I Know These People
Must be a good time to be at the University of Chicago. Another medical student/faculty combo has put out a fairly high profile paper, this one about religion and doctors and morality and conscience—above all, how clinicians disagree over precisely what conscience is from the context of religion versus secularism. It’s all very deep and—well, I’ll just repost the abstract for you to ponder. The whole thing is here (subscription required).

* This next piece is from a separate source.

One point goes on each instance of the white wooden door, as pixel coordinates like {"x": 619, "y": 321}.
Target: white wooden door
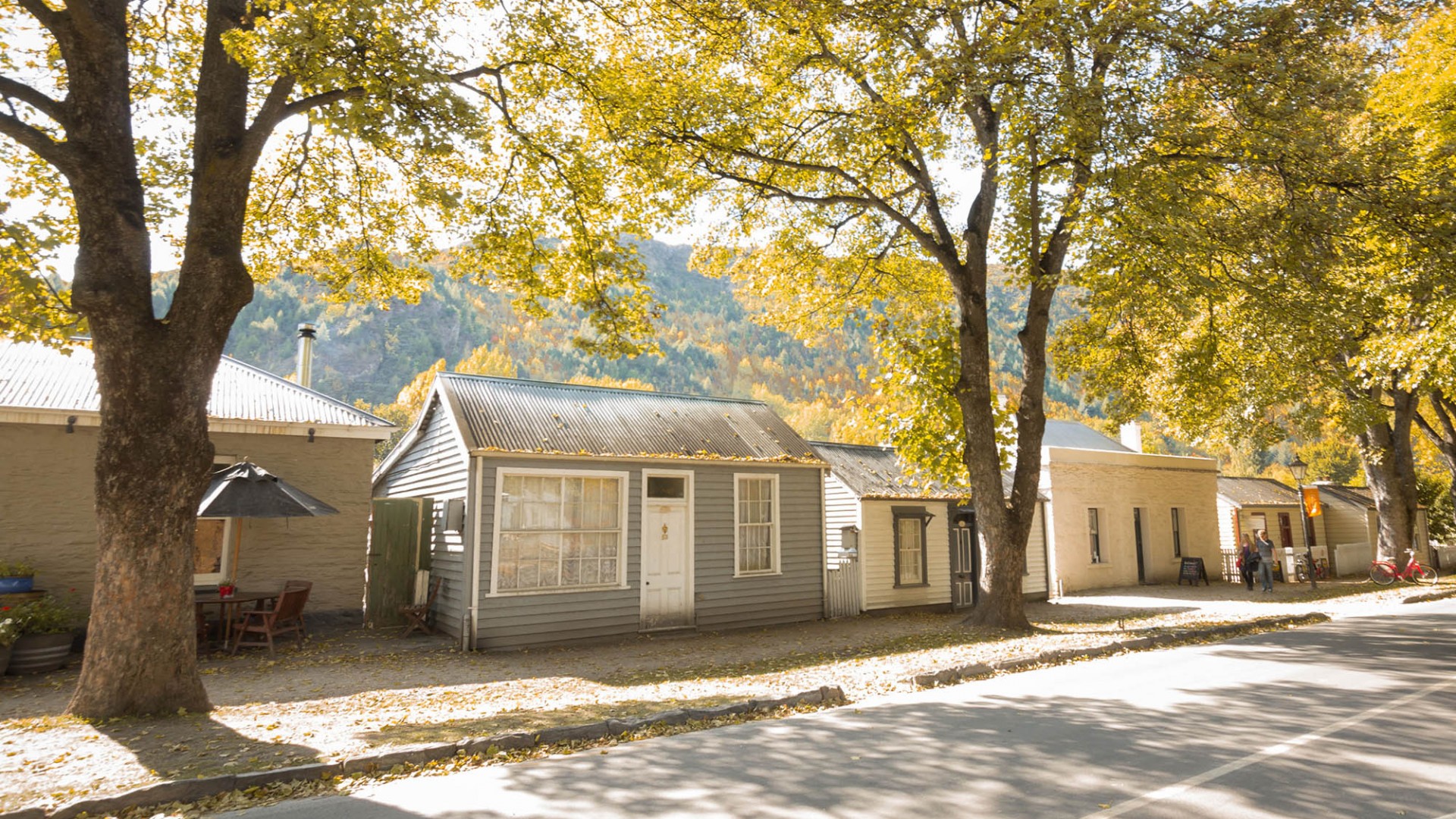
{"x": 667, "y": 558}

What role should the physician’s conscience play in the practice of medicine? Much controversy has surrounded the question, yet little attention has been paid to the possibility that disputants are operating with contrasting definitions of the conscience. To illustrate this divergence, we contrast definitions stemming from Abrahamic religions and those stemming from secular moral tradition. Clear differences emerge regarding what the term conscience conveys, how the conscience should be informed, and what the consequences are for violating one’s conscience. Importantly, these basic disagreements underlie current controversies regarding the role of the clinician’s conscience in the practice of medicine. Consequently participants in ongoing debates would do well to specify their definitions of the conscience and the reasons for and implications of those definitions. This specification would allow participants to advance a more philosophically and theologically robust conversation about the means and ends of medicine.

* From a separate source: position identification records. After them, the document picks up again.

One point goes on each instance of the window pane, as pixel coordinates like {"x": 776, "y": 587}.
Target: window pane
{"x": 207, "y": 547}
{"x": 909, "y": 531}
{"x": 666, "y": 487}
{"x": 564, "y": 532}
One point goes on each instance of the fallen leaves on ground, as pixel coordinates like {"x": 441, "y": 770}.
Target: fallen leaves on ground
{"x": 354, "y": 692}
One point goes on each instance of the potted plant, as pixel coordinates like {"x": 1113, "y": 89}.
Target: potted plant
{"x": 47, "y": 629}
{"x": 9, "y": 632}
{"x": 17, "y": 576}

This is yet another publication from Ryan Lawrence, a second-year student here, and Farr Curlin, an internist, ethicist, and (almost uncomfortably) outspokenly religious researcher of the role of religion in medicine (but overall a very thoughtful and very good guy). At this point, he’s perhaps the best known researcher on this topic in the country. Together, the two published five articles in 2007 alone, once in NEJM and thrice in AJOB, twice just with the two of them and thrice with other collaborators. Let’s just say it was a good year for them.
In addition, a great Cancer Research paper just came out of my lab on the role of paxillin in lung cancer, culminating several years’ worth of hard work and a hell of a lot of outside collaboration. You should check it out (subscription required, I believe).